Skill Being Reviewed
Skill name: forensics-checklist
Skill path: skills/incident-response/forensics-checklist/
False Positive Analysis
Benign scenario that can be incorrectly flagged:
# Cloud-native/serverless incident: no host disk exists to image.
resource "aws_lambda_function" "worker" {
function_name = "payments-worker"
filename = "build/payments-worker.zip"
role = aws_iam_role.worker.arn
handler = "index.handler"
runtime = "nodejs22.x"
}
resource "aws_cloudtrail" "org" {
name = "org-trail"
s3_bucket_name = aws_s3_bucket.log_archive.id
enable_log_file_validation = true
include_global_service_events = true
}
Why this is a false positive:
The skill strongly frames full disk imaging as the expected non-volatile collection path and the output schema has a simple Disk Yes/No field.
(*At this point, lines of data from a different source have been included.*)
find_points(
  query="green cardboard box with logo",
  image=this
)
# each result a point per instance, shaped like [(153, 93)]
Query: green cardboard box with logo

That can produce a misleading gap for Lambda, SaaS, managed database, container, or other cloud-native incidents where there is no durable host disk to acquire. AWS's incident response guidance explicitly treats service-domain evidence such as CloudTrail logs as forensic evidence alongside infrastructure evidence, and CloudTrail log file validation is meant to support integrity checks during investigations. A better result would allow N/A - service-domain evidence preserved with compensating controls such as CloudTrail digest validation, immutable S3 retention, deployed artifact hash, IAM/config snapshots, and provider audit logs.
Coverage Gaps
Missed variant 1: cloud evidence immutability and provenance controls
cloud_evidence_controls:
log_archive_bucket:
object_lock: enabled
retention_mode: compliance
cloudtrail:
log_file_validation: enabled
data_events:
- s3:ObjectLevel
- lambda:Invoke
access:
cross_account_log_archive: true
break_glass_role: documented
Why it should be caught:
The skill covers AWS/Azure/GCP snapshot and log export commands, but it does not give a pass/fail gate for immutability, retention, and provenance of cloud evidence. For AWS specifically, the checklist should ask whether CloudTrail log file validation is enabled, whether digest files are retained, whether logs are in a separate archive account/bucket, whether S3 Object Lock or equivalent WORM retention is configured, and whether CloudTrail data events were enabled before the incident. Without these controls, the report may say logs were collected while leaving evidence tampering and completeness unresolved.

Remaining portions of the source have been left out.